Last updated: 11:45 AM ET, Wed July 01 2015

MGM Resorts Int'l Reveals 2015 First Quarter Results

Hotel & Resort | MGM Resorts | Ryan Rudnansky | May 05, 2015

MGM Resorts Int'l Reveals 2015 First Quarter Results

Photo courtesy of MGM Resorts International

MGM Resorts International reported its first quarter results on Monday.

The global hospitality and entertainment company reported strong showings from its wholly owned domestic resorts but ultimately experienced a decline in revenue, primarily due to relatively poor numbers from its MGM China unit and CityCenter.

When just looking at MGM Resorts’ wholly owned domestic resorts, net revenue, slots revenue, rooms revenue and RevPAR (revenue per available room) were up from the first quarter of 2014.

On the other hand, overall, MGM Resorts experienced an 11 percent decline in revenue (from $2.63 billion to $2.33 billion) and a 1.7 percent drop in adjusted EBITDA, year-over-year. The company’s MGM China unit was the main culprit, recording a 33 percent drop in net revenue (to $630 million), a 13 percent drop in main-floor table games revenue, a 45 percent decline in VIP table games revenue and a 38 percent decrease in adjusted EBITDA (to $148 million).

MGM Resorts didn’t just have troubles in Macau, though.

CityCenter Holdings, LLC—which includes ARIA, Vdara, Crystals, Mandarin Oriental Las Vegas, and Veer Towers—saw its net revenue from resorts operations decline by 4 percent to $300 million.
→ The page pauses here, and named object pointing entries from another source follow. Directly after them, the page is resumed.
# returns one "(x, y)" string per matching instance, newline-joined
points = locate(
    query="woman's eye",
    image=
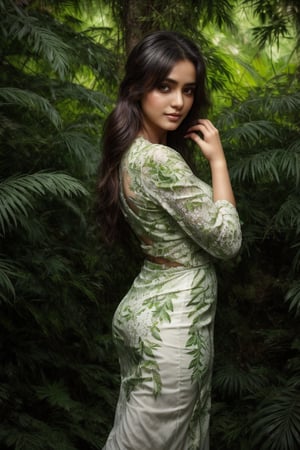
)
(164, 88)
(189, 91)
Vdara and Crystals experienced slight increases in net revenue, while ARIA, Mandarin Oriental and Veer Towers experienced decreases. While ARIA registered a decline in net revenue of nearly 6 percent, it still towered over the other CityCenter properties in terms of total net revenue at $238,855.

There were some bright spots, though. CityCenter’s slots revenue increased by 6 percent. Vdara and Crystals reported record numbers in adjusted EBITDA. Vdara also recorded a record RevPAR of $174. ARIA experienced a record RevPAR of $219, while its slots revenue increased by 6 percent.

Diluted earnings per share increased from $0.20 to $0.33, but the drop in sales led to a drop in MGM Resorts’ stock, per MarketWatch.